Wie würde Dein Plan aussehen? Wie würdest du die Landschaft gestalten, die Sportstätten, Wege, Wiesen, Bäume und Wasserflächen, die Wohnhäuser für Sportler*innen, Trainer*innen und Reporter*innen im vorhandenen Grundstück unterbringen? Probiere es aus! Lade dir den Plan für dein MPZ-Album herunter und greif zu farbigen Stiften.

Lageplan Olympiagelände
Schematische Zeichnung des Grundstücks nach Behnisch & Partner, Wettbewerbsentwurf Olympiapark, 1969. Zeichnung: MPZ

Das Grundstück für das gesamte zu bebauende Gelände hat eine unregelmäßige Form. Durschnitten wurde es durch einen Kanal aus dem 18. Jahrhundert, der das Wasser aus dem Schlosspark Nymphenburg in die Isar bringt. Südlich davon – im Plan also unterhalb des blau eingezeichneten Kanals – lag bereits der Schuttberg, der heutige Olympiaberg. Hier war nach dem Zweiten Weltkrieg, als die Stadt in Trümmern lag, der Schutt der zerstörten Häuser aufgehäuft worden. (Extra hierfür hatte man Gleise gelegt die danach wieder verschwanden.) Der Berg sollte begrünt werden und für die Freizeit der Münchner*innen nutzbar sein. Der Fernsehturm war auch bereits in Bau.

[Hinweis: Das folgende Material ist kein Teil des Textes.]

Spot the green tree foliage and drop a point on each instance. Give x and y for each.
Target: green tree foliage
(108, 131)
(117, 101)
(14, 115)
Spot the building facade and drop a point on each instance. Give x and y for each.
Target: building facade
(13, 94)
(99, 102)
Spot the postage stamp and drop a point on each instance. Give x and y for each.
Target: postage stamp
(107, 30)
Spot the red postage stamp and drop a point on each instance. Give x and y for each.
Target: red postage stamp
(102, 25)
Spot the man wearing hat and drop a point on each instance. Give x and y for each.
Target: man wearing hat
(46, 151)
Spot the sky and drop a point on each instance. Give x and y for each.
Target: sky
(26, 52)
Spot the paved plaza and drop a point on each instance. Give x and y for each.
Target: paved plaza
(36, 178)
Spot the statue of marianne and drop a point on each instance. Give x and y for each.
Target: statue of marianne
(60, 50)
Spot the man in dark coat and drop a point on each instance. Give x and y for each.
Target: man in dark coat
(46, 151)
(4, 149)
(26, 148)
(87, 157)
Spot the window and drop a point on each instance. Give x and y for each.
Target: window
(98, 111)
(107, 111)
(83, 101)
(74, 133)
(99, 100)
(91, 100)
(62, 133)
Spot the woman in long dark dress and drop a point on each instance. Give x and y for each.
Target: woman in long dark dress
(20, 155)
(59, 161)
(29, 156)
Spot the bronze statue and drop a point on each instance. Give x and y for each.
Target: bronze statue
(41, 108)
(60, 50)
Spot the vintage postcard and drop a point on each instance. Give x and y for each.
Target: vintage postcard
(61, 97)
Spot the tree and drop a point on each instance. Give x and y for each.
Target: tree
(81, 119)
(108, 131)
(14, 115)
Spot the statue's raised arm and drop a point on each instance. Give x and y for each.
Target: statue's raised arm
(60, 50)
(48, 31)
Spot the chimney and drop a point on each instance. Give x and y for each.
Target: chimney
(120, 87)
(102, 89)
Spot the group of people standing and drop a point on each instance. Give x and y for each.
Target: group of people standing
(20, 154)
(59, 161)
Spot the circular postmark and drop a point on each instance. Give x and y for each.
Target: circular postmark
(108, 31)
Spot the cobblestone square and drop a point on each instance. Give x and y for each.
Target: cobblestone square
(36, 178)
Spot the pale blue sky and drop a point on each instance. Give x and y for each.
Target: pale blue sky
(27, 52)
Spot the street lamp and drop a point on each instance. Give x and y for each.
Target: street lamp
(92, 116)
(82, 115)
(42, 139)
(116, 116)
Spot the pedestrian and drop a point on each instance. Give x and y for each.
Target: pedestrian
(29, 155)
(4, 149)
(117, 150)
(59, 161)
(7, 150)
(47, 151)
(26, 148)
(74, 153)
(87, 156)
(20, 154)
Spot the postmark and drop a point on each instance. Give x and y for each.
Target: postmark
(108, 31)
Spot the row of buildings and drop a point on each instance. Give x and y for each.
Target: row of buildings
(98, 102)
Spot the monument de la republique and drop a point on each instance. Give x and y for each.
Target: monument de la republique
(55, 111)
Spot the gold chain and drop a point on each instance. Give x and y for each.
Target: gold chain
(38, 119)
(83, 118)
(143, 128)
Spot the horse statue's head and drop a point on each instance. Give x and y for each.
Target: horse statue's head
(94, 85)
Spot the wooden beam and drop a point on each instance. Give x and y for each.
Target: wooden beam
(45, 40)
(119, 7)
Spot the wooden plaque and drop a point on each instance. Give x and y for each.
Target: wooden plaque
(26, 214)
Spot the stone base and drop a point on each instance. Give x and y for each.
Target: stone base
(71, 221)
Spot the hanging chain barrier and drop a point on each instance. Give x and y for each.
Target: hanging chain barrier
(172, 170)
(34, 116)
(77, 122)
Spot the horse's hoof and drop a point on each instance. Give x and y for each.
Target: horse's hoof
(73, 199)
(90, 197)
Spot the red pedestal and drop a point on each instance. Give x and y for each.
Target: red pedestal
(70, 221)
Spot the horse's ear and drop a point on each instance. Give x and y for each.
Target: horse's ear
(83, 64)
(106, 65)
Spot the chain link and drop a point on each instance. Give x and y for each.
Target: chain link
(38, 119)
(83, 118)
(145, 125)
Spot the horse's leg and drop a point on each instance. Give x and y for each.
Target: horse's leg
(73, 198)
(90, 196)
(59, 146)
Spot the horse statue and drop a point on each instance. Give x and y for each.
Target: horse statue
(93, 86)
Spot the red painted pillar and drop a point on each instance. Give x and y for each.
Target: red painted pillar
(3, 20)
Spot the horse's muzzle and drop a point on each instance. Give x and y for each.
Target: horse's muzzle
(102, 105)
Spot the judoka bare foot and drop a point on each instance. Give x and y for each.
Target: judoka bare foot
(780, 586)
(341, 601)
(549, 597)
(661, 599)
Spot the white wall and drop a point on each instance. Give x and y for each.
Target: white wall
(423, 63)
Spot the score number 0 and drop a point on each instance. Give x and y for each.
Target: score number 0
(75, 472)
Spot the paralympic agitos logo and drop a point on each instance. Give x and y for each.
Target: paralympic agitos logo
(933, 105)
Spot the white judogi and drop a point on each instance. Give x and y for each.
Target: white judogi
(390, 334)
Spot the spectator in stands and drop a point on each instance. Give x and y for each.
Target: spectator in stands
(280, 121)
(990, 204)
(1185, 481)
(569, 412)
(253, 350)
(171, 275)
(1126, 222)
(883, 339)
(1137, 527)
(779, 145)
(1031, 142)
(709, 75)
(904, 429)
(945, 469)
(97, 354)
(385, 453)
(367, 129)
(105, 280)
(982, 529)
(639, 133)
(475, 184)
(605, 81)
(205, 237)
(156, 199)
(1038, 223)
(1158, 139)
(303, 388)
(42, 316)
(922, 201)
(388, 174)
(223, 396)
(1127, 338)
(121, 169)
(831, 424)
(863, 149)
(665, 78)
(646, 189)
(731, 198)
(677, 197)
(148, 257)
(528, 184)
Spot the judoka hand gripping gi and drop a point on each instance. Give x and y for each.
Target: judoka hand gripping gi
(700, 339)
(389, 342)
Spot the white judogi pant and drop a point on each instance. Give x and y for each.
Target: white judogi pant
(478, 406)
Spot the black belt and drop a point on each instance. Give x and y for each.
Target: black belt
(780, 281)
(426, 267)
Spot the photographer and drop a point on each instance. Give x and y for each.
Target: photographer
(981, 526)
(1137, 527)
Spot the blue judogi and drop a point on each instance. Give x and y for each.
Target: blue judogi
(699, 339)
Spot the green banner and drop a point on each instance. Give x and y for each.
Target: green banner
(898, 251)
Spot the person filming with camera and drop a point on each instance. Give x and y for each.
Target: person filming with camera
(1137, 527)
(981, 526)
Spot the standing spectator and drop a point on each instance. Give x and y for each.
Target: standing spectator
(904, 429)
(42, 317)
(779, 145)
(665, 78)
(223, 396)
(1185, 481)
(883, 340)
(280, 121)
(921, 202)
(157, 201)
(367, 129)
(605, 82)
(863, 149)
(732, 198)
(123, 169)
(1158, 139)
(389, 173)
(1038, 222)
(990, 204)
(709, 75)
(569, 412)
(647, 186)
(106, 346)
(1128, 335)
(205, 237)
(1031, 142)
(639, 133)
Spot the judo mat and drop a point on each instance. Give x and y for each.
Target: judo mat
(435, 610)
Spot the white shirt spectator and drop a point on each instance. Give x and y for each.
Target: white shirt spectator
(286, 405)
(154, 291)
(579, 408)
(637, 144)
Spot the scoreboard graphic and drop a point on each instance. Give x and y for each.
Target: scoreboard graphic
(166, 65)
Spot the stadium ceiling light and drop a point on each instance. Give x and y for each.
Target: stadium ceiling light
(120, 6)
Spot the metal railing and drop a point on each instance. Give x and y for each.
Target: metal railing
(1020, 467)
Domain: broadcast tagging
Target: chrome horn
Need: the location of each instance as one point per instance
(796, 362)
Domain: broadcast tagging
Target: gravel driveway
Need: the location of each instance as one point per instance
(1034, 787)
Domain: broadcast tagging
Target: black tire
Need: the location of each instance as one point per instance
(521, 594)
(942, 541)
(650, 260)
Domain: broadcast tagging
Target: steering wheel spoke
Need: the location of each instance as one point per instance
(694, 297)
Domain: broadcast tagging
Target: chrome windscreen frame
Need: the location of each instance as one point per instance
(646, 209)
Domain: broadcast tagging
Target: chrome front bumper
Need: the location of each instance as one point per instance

An drei Stellen sollten für Massenverkehrsmittel Stationen angelegt werden, um das Publikum zu den olympischen Spielstätten zu bringen: im Süden (also im Plan unten) die Trambahn, im Westen die S-Bahn und im Osten die U-Bahn-Linie 3. Eine Straße, die den Mittleren Ring schließen würde, war auch noch einzuplanen.

Behnisch & Partner nutzten den Kanal – im Plan die blaue Linie – für die Landschaftsgestaltung, indem sie die gerade Begrenzung entfernten und einen künstlich angelegten See aufstauten. Diese geschwungene Linie begrenzt die Wiesen mit künstlich angelegten Stufen als Freilichttribüne. Für die Landschaftsarchitektur war übrigens Günther Grzimek (1915 – 1996) verantwortlich.

Jetzt bist du dran

Probiere selbst einmal aus, wie sich mit unterschiedlichen Materialien Formen finden und Modelle entwickeln lassen! Welche Ideen hast du für eine tolle Dachkonstruktion über gewellter Landschaft?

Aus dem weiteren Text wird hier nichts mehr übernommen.